In Deutschland werden die Behörden oft erst auf Druck hin konkret tätig: Die Deutsche Umwelthilfe klagte erfolgreich gegen mehrere Bundesländer, weil die Stickoxidwerte immer wieder zu hoch sind und die Länder ihrer Ansicht nach nicht genügend tun. So wurde etwa Bayern schon 2012 verpflichtet, die Grenzwerte für Feinstaub und Stickoxide schnellstmöglich einzuhalten.

Was will die Politik, wo sind die Konfliktlinien?

Die Bundesregierung steht unter Druck, sauberere Luft in den Großstädten zu garantieren – gerade nach dem Abgas-Skandal in der Automobilindustrie. Das Umweltministerium brachte die Blaue Plakette für schadstoffarme Pkw ins Gespräch, durch die Fahrzeugen unterhalb der Euro-6-Norm die Einfahrt in bestimmte Bereiche verboten werden könnte – ähnlich der bereits bestehenden Umweltzonen. Die Bundesländer sind dafür, Bundesverkehrsminister Alexander Dobrindt (aus dem CSU-Land Bayern, wo Audi und BMW sitzen) blockiert Fahrverbote aber. Er mahnt, den öffentlichen Nahverkehr auf Elektroantrieb umzurüsten, um das Problem für Pkw-Fahrer zu entschärfen.

Umstritten ist, ob die älteren Diesel-Pkw wirklich die Hauptverursacher der Luftbelastung sind. Denn auch Industrie, Lkw und von außerhalb in die Städte gewehter Feinstaub tragen zu den Belastungen bei. Hinzu kommt, dass auch Euro-6-Fahrzeuge im Straßenverkehr laut Umweltbundesamt weit mehr Stickoxid ausstoßen als auf dem Papier. Bei einem Diesel-A8-4.2-TDI maß die Behörde die höchsten Stickoxidemissionen aller bisher von ihr untersuchten Diesel-Pkw: Bis zu 1.938 Milligramm pro Kilometer, der Grenzwert beträgt 80 Milligramm.

Offen ist auch noch, welche Fahrzeuge als schadstoffarm im Sinne der Euro-6-Norm gelten. Denkbar ist, dass im Nachgang des Abgasskandals neu gemessen und eingestuft wird. Denn wie seitdem bekannt ist, verschmutzen Fahrzeuge aller Klassen die Luft stärker als erlaubt.

Was macht die Autolobby?

Sie hofft, Fahrverbote abwenden zu können, indem sie anbietet, Fahrzeuge auf die Euro-6-Norm nachzurüsten. Dafür kämen Fahrzeuge mit der älteren Euro-5-Norm infrage. Laut Verband der Automobilindustrie sind das bundesweit 5,92 Millionen. Das Umweltbundesamt kam auf 1.500 Euro Kosten pro Fahrzeug. Wer das bezahlen soll, ist noch offen. Die Regierung in Baden-Württemberg favorisiert einen von den Herstellern finanzierten Fonds.

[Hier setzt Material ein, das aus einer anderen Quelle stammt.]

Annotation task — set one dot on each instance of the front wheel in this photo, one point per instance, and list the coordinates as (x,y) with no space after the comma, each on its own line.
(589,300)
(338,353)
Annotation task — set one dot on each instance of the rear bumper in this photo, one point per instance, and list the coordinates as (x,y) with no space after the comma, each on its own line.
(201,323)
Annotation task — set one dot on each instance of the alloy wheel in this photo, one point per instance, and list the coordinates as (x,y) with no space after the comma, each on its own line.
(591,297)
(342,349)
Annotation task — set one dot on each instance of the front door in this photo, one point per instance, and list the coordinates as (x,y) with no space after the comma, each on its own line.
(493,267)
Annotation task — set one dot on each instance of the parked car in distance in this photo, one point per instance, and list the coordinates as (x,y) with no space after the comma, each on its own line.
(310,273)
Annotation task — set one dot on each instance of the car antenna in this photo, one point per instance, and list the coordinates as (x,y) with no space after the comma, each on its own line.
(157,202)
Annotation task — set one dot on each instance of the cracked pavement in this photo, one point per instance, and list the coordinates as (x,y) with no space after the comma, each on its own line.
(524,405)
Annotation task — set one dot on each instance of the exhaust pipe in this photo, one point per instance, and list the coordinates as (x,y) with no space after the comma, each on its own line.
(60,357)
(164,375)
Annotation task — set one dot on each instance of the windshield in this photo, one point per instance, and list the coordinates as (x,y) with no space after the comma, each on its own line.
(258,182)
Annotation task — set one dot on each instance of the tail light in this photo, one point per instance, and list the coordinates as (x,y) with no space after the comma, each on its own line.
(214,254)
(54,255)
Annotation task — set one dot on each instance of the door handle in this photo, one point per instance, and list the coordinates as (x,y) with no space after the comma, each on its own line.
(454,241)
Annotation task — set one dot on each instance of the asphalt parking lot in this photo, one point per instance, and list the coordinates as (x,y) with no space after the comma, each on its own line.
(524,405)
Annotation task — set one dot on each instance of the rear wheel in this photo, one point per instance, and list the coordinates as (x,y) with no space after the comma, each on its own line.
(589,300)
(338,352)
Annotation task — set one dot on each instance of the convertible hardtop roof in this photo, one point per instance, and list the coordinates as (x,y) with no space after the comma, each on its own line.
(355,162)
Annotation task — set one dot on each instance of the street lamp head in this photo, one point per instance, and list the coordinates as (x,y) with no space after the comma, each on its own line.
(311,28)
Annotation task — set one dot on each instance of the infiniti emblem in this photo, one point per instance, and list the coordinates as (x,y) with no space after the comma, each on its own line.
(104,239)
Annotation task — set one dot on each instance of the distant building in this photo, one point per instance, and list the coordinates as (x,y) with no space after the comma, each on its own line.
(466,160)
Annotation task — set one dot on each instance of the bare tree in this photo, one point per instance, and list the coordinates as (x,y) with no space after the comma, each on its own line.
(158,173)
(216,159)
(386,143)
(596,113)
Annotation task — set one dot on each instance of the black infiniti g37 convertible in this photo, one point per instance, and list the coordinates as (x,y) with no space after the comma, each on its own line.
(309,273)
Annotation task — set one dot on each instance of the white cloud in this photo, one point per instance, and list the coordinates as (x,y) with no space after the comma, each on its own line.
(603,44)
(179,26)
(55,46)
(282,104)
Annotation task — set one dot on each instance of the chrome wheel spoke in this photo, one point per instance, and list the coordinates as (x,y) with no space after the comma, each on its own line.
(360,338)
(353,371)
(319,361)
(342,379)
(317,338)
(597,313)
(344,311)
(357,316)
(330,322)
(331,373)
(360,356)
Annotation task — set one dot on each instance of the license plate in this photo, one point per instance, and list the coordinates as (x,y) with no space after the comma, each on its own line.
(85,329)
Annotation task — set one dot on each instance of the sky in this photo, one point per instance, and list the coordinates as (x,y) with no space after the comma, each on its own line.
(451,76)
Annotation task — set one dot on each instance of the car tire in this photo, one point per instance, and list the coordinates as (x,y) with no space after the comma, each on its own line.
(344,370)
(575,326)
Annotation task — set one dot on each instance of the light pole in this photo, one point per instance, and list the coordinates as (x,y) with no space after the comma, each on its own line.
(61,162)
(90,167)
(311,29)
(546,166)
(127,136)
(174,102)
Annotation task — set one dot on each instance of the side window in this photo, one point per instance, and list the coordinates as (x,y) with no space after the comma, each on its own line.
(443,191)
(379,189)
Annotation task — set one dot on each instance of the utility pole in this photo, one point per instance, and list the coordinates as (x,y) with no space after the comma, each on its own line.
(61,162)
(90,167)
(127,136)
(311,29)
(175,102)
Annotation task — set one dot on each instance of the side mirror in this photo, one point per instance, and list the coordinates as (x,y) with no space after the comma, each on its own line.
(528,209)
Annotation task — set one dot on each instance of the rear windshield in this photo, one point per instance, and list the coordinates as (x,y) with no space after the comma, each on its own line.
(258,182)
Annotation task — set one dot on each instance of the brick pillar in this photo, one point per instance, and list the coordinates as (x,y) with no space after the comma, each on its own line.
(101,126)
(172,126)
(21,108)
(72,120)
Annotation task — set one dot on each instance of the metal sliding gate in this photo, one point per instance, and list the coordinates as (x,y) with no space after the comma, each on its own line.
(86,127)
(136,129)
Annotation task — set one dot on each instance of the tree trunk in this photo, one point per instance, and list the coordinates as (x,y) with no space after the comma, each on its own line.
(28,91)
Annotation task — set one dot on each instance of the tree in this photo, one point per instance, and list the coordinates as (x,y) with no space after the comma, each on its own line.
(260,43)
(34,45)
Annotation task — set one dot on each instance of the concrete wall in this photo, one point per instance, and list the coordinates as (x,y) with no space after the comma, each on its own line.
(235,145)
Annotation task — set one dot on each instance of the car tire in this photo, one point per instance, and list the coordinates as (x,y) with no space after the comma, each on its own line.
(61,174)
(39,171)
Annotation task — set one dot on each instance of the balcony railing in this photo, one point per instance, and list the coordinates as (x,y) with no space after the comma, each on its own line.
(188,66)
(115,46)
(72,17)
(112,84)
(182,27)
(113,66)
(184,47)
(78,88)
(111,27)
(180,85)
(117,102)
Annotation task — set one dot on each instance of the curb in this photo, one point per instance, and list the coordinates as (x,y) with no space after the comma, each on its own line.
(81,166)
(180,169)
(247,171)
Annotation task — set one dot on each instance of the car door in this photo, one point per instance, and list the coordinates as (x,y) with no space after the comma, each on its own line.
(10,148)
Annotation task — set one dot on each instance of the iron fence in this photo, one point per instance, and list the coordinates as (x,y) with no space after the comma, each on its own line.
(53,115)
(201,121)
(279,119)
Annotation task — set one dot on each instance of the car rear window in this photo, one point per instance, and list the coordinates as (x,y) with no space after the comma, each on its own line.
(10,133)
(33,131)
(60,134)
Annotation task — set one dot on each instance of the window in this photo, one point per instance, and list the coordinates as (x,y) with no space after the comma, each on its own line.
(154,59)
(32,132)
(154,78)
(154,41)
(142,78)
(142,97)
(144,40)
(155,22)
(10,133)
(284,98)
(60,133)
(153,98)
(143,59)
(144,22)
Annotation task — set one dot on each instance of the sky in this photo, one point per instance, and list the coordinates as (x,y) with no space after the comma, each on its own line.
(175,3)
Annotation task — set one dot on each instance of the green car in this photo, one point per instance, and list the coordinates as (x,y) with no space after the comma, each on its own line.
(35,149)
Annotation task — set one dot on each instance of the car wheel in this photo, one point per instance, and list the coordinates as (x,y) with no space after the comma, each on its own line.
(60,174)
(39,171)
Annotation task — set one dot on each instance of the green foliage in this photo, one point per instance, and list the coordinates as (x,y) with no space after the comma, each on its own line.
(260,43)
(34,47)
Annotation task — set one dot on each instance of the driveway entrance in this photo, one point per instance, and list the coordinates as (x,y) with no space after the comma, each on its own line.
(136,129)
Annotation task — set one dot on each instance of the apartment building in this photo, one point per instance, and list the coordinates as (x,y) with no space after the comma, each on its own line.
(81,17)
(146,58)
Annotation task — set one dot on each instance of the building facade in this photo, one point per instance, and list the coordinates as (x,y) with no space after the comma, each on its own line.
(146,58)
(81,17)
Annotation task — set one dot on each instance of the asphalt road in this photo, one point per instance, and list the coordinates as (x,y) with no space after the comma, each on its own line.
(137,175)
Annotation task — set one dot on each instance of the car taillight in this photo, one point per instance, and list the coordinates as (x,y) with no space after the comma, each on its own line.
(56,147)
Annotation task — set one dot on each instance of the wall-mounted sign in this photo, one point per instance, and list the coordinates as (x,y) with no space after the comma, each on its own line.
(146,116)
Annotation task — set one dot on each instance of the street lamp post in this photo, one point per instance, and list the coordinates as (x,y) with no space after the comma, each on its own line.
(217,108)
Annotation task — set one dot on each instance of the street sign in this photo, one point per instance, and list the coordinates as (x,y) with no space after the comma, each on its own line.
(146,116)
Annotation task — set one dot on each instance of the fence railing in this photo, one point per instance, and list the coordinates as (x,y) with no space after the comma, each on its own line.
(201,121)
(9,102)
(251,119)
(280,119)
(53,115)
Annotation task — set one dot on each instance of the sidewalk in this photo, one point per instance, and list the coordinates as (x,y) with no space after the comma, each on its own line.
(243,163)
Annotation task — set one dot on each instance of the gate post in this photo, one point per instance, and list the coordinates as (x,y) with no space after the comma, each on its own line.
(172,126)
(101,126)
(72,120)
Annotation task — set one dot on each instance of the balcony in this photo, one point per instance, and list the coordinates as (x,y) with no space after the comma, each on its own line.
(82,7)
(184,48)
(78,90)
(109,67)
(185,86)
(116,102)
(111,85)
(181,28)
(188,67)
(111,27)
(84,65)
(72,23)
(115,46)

Derzeit laufen die ersten Rückrufaktionen der am Abgasschummel beteiligten Hersteller. Gut möglich, dass die Konzerne Nachbesserung und Umrüstung miteinander verknüpfen.

BMW fordert seinerseits, die Städte sollten E-Mobilität und Carsharing schneller ausbauen. Der Konzern demonstriert das demnächst in Hamburg: Bis 2019 sollen dort 540 Carsharing-Elektroautos aus der unternehmenseigenen Flotte rollen, und es soll 1.100 Ladepunkte geben.

Verfällt jetzt der Wert meines Diesel-Autos rapide?

Das lässt sich noch nicht sagen, ist für Fahrzeughalter im Umland von Ballungszentren aber anzunehmen. Den Gesetzen des Marktes folgend ist anzunehmen, dass insbesondere dort ältere Diesel-Pkw schlechter weiterzuverkaufen sein werden.

Warum ist Diesel eigentlich so schmutzig und schlecht. Und zugleich so billig?

Diesel stoßen mehr Stickoxide aus als Benziner, die durch ihre Katalysatoren im Vorteil sind. Auch der Kohlendioxidausstoß ist bei Dieseln relativ höher, liegt aber durch die effizientere Verbrennung am Ende niedriger. Den Ruß- und Feinstaubausstoß haben die Dieselmotoren durch Filter in den Griff bekommen, die die Partikel sammeln und in bestimmten Abständen gezielt verbrennen.

Ein Diesel verbraucht wegen des höheren Energiegehalts des Kraftstoffs und des höheren Wirkungsgrades der Motoren weniger Sprit. An der Tankstelle ist Diesel billiger, weil er weniger stark besteuert wird. Die Kfz-Steuer für Dieselfahrzeuge ist jedoch höher als für Benziner. Deshalb ist ein Diesel insbesondere für Vielfahrer günstiger im Betrieb.